За прошедшие 30 лет прогнозы стали куда скромнее. Да, падение крупного астероида вызовет катастрофу и множество человеческих жертв там, куда рухнет каменная глыба. Можно представить себе как встаёт огромный гриб, больше, чем от любого ядерного взрыва. Ударная волна разрушает всё, до чего сумеет дотянуться, в океане от соударения-землетрясения встают чудовищные волны, которые сметают всё на десятки километров вглубь побережья… Вот только в масштабе всего человечества разрушения будут сопоставимы с цунами в Индонезии в 2004 году. Если астероид рухнет, допустим, где-нибудь возле Австралии — жители России заметят только то, что новозеландские киви вдруг исчезли с прилавков. Несколько страшнее пересечение с орбитой развалившейся кометы, когда на Землю рухнет не один, а подряд несколько астероидов. Такое не заметить будет уже сложно, но большинство людей в первую очередь коснутся экономические проблемы связанного с катастрофой кризиса.

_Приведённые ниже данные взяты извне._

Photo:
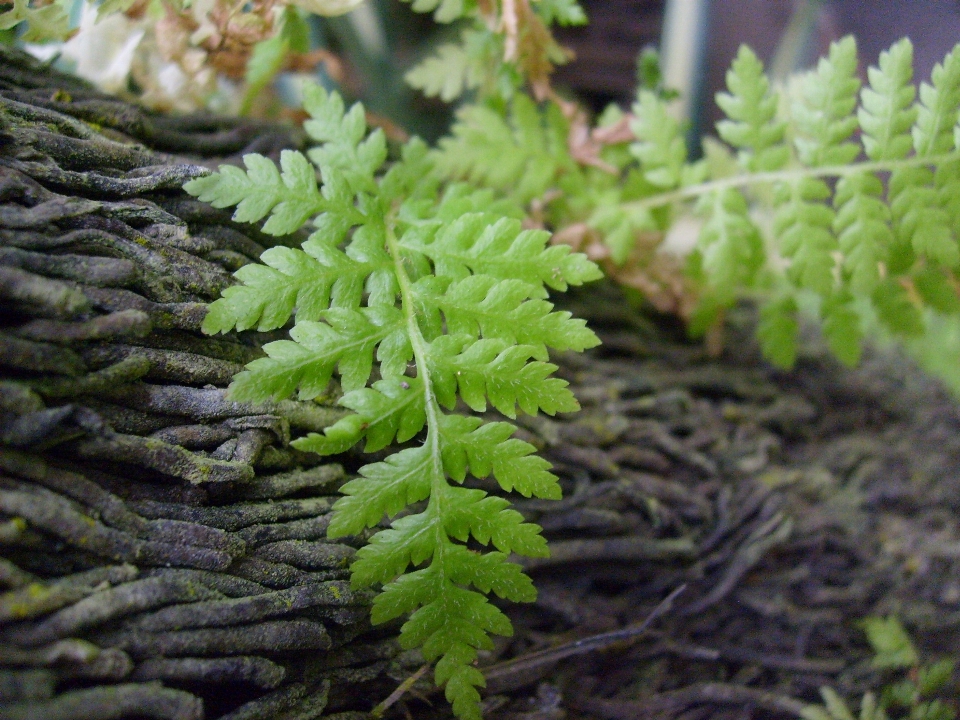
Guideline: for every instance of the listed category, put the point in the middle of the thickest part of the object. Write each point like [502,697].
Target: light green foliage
[519,156]
[752,125]
[891,645]
[479,61]
[801,210]
[877,244]
[660,146]
[835,708]
[403,273]
[269,55]
[446,74]
[444,11]
[43,23]
[910,698]
[562,12]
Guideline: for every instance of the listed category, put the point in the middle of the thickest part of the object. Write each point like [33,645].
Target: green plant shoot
[431,290]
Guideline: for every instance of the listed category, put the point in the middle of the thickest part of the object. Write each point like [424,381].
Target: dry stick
[514,673]
[402,688]
[670,703]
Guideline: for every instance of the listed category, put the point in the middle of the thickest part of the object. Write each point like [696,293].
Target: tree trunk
[151,529]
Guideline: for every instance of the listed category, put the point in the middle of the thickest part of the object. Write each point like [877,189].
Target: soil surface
[788,505]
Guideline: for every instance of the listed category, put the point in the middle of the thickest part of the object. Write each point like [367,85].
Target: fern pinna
[839,199]
[449,298]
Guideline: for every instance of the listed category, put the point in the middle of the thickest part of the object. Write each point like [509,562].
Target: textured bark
[163,549]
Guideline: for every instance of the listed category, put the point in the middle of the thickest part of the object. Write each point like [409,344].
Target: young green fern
[831,197]
[404,272]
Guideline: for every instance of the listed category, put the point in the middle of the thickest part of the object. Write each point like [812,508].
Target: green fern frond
[444,11]
[520,155]
[730,243]
[399,273]
[660,146]
[824,113]
[446,74]
[751,109]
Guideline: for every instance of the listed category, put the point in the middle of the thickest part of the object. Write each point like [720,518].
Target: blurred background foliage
[252,56]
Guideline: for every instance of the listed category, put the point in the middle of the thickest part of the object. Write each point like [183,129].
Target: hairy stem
[432,408]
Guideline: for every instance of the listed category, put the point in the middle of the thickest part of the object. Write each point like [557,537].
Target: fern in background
[827,197]
[437,294]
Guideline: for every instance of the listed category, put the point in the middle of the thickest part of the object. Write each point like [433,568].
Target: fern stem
[431,406]
[760,178]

Нельзя сказать, что к опасности мы совсем не готовы. Совершенно необязательно повторять подвиг Брюса Уиллиса в фильме «Армагеддон» и ломать астероид на части, достаточно направить к нему космический аппарат таким образом, чтобы орбита гостя из космоса перестала проходить через Землю. Например, подтолкнуть серией направленных ядерных взрывов. Причём сделать это можно вблизи той же Луны, чтобы она потом притянула опасный булыжник к себе. Исследованиями по проблеме астероидной опасности занимаются в России, мониторинг потенциально опасных объектов проводит НАСА, обсерватории других стран. К сожалению, на сегодняшний день наблюдения ведутся фрагментарно. Так что дело остаётся за малым — договориться здесь, «внизу», о постоянном совместном наблюдении и мирном применении ядерного оружия в космосе.

Угроза неведомой болезни куда менее эффектна внешне, но после недавних эпидемий «какого-то гриппа» всем тоже достаточно знакома. Например, очередной метеорит или спутник заносят из верхних слоёв атмосферы вирус из далёкой звёздной системы или реликтовый микроорганизм, против которого у нас нет иммунитета. Первая фантастическая книга на тему болезни из космоса — роман Майкла Крайтона «Штамм „Андромеда“». Задумались про эту угрозу ещё перед полётами первых спутников. Поэтому и сами спутники, и космонавты до сих пор проходят карантин по возвращении. Тем не менее, шанс на биологическое заражение из космоса всё равно существует. И последующих сценариев два.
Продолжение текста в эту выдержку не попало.